É o maior escândalo jornalístico da era moderna e promete tornar-se ainda maior. A bolha que explodiu na semana passada está sendo alimentada há quase dez anos e não se resume à sórdida atuação do tabloide dominical, News of the World.
Ao fechar um jornal altamente lucrativo, seu dono, Rupert Murdoch, não está tentando parecer decente. Está, sim, tentando salvar os baluartes do seu império situados principalmente nos Estados Unidos e na Inglaterra.
Embora se desenrole em outro hemisfério, a milhares de quilômetros de distância, este mórbido caso com seus funestos protagonistas precisa ser acompanhado pelo cidadão brasileiro porque está em jogo a defesa de uma das instituições mais importantes para o bem-estar da humanidade: a imprensa livre.
Murdoch e seus asseclas são corsários, sequestram a privacidade para vendê-la por centavos a milhões de leitores que não sabem como estas intimidades foram devassadas. Acontece que Murdoch é o chefe de uma máfia política identificada com a extrema-direita que não se incomoda em degradar a imprensa, desde que esta degradação sirva para dar-lhe mais poder.
Se as imprensas inglesa e americana fossem efetivamente autorreguladas, os jornais de Murdoch e a Fox News não agiriam com tanta desenvoltura por tanto tempo. Se a concorrência fosse lá seriamente acompanhada, Murdoch não poderia ser dono de jornais e TV nas mesmas cidades.

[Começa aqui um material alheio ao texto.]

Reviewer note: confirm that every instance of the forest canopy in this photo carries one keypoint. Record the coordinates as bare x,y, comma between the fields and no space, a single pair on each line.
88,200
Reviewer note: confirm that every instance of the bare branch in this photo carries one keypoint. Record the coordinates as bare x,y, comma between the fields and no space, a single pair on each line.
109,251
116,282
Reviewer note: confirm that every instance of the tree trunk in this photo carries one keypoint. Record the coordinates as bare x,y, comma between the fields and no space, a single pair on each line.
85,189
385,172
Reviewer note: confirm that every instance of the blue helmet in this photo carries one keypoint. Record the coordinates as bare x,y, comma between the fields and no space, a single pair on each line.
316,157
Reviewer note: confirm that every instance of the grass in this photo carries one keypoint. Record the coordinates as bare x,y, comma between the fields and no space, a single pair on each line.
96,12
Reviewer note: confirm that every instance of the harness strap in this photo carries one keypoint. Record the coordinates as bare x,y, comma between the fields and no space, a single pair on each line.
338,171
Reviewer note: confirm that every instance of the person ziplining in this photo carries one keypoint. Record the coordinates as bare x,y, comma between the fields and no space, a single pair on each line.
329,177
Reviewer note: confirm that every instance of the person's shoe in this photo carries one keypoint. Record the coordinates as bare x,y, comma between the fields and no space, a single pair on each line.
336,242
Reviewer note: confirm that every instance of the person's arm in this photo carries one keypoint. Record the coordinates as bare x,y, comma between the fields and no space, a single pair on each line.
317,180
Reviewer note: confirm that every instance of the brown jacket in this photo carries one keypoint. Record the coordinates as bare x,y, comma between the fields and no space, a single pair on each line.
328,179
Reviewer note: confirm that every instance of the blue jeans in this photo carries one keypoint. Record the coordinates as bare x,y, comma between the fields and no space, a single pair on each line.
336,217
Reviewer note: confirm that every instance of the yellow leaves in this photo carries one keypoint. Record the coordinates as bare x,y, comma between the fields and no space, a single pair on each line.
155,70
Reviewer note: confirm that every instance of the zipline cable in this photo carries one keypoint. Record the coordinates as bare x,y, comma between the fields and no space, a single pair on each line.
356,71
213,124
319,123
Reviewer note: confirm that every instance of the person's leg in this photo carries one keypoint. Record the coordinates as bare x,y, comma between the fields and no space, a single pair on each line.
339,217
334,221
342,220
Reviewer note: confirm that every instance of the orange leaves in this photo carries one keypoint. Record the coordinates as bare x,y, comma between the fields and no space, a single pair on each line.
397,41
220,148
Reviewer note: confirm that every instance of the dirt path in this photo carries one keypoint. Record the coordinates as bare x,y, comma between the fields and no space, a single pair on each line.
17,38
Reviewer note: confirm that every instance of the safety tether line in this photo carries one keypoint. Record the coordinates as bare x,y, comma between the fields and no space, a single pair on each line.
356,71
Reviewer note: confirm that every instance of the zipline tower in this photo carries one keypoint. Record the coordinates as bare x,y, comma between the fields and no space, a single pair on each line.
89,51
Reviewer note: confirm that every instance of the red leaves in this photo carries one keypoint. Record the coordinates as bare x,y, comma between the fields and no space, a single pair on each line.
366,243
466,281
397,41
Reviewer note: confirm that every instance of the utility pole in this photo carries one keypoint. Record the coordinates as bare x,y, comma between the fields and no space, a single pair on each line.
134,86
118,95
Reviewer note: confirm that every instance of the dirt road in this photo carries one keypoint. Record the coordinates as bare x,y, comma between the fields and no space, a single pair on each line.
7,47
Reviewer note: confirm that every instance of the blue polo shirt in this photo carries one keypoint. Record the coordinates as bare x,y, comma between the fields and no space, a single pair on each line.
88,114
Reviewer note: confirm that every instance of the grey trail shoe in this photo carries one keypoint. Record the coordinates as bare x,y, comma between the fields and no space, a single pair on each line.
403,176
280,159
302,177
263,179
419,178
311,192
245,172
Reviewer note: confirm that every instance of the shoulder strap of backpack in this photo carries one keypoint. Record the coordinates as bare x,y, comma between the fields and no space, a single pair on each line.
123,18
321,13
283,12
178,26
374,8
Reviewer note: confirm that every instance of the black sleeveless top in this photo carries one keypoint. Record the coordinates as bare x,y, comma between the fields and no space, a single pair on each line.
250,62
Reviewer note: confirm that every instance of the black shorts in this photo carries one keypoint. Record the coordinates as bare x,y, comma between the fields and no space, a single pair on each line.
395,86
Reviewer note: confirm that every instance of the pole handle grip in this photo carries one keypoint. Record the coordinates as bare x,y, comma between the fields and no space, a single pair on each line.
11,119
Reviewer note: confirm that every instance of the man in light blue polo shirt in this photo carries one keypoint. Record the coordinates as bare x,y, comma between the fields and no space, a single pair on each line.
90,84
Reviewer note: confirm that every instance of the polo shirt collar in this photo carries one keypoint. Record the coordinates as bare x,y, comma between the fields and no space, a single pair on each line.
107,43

O caso Murdoch estourou na Inglaterra, já chegou aos Estados Unidos, mas interessa vitalmente aos nossos jornalistas e, principalmente, aos nossos leitores e telespectadores.
É bom registrar que as mazelas de nosso jornalismo são insignificantes comparadas com as torpezas produzidas por Murdoch. Mas, se não tomarmos cuidado, podemos rapidamente chegar lá. Convém não esquecer que a imprensa amarela é uma praga mundial que aqui chama-se imprensa marrom.